これ、頭に当たったらめっちゃ痛いよね……。でも、痛み無し。ほんと異世界保険の力があって良かった。


 むにぃ。


「ひゃっ⁉」

「へっ?」 

 

 突如、可愛らしい声が耳に届いた。と同時に、なんだか、やわらかい? 感触が顔に伝わる。というか、ちょっと息苦しい?


 頬に伝わる、バスタオルの感触と、謎の柔らかな感触……、これは、ま!? まさか!?

 一気に血の気が引いていく。

 俺は、咄嗟に彼女に覆いかぶさって、落ちてきた瓦礫をふせごうとしたんだ。瓦礫は俺の頭を直撃し、なんとか防ぐことはできたのだが、その衝撃で、俺は下にまた倒れ込んでしまい、

 恐る恐る顔を上げる。そこには、小さな谷間が、あった。


  むにぃ、っとした感覚を思い出し、俺の顔が熱くなる。こ、これって、俺、彼女の胸に顔をう、うずめて、


 バチン‼‼


「おぶっ⁉」


 床に転げる俺。頬がじんじんと痛い。一体何が⁉ というか痛い⁉ あれ⁉ 異世界保険の力が効いてない⁉ って、いやいや今はそんな場合ではない⁉


 恐る恐る、彼女の方を見る。


 彼女は真っ赤な顔で、両腕でつつましい胸元を押えている。俺は冷や汗がでる。や、やっぱあの感触は!?


 俺の目線が彼女のつつましい胸元に吸い寄せられ―。


「この、ど変態ー‼‼」


 彼女が素早く俺にかざした手のひらから、豪炎が放たれた。


「ご、誤解だ‼‼ ぎゃああああ‼‼」


 俺は豪炎に包まれながら吹き飛ばされた。壁をぶち破り、場外ホームランのごとく外に飛び出したのであった。

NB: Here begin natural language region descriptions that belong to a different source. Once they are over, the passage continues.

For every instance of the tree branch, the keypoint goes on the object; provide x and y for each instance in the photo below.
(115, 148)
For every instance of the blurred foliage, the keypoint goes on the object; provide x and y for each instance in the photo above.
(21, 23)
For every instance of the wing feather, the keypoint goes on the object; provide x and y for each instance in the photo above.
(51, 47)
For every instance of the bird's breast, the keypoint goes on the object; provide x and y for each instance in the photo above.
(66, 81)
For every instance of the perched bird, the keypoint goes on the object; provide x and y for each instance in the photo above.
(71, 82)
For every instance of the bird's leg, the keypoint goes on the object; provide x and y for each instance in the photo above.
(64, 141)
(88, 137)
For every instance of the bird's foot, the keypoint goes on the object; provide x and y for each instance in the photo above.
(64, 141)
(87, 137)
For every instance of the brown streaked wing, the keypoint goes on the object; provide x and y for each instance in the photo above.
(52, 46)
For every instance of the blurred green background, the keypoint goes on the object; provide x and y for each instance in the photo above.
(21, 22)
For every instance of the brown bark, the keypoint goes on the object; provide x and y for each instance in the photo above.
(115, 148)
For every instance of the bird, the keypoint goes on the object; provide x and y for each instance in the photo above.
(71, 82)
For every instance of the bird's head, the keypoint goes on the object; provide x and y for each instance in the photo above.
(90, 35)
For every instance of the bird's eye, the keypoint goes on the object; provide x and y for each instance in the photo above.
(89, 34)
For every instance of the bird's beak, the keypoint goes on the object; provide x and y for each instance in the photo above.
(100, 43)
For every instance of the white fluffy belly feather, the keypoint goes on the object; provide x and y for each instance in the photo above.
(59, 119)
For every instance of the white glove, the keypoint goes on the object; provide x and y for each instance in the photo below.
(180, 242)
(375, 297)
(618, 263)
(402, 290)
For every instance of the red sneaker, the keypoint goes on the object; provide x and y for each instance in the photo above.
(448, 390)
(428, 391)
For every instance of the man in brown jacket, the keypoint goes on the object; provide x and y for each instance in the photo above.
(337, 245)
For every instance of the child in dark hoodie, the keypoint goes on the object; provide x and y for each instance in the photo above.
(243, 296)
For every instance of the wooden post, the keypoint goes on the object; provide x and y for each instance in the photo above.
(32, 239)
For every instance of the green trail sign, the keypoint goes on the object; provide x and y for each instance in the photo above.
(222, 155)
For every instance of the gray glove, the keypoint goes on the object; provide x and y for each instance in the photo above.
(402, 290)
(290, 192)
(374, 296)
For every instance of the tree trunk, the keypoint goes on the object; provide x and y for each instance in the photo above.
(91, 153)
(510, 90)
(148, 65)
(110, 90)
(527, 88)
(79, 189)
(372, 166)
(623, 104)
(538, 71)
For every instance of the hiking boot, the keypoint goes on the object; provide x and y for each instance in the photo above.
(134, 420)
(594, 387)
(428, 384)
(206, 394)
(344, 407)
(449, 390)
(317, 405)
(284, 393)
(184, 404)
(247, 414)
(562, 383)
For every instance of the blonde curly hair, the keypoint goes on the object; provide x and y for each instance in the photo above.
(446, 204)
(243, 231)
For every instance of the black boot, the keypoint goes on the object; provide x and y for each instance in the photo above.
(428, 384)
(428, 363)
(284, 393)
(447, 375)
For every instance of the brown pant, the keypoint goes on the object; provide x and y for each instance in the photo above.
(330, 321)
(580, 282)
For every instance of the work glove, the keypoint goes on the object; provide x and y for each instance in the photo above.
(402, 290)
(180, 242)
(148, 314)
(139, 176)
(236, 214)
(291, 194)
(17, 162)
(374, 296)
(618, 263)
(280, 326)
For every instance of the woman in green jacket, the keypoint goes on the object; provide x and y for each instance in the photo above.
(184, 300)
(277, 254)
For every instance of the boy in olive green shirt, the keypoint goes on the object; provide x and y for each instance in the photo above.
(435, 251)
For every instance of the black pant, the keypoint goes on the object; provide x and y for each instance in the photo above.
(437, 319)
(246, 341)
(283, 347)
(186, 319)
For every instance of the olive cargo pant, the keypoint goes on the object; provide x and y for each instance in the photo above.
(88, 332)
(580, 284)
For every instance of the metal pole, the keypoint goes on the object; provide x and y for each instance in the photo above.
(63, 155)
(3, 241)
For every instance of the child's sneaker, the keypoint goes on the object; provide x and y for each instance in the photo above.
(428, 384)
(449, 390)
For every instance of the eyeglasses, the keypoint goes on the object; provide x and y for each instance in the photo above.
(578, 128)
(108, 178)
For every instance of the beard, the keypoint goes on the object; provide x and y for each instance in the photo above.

ダメージ階級:C×2(地面落下による体の強打、瓦礫による頭強打)

負担ダメージ:2000


ダメージ階級:A(豪炎)

負担ダメージ:6000

 

 ヒットポイント(HP):348万8000/350万


 ※ビンタのダメージは身体損傷の危険外のため、ご自身負担。



視界の端に表示されたダメージをみながら、俺は空に吹き飛ばされ、進行方向に塔がそびえたっていた。


 ハッと我に返るも、


「いっ、いやあああああああーーー⁉」


 ガガゴン‼‼ 


 俺はまた、盛大な破壊音を響かせ、城にある塔に激突したのだった。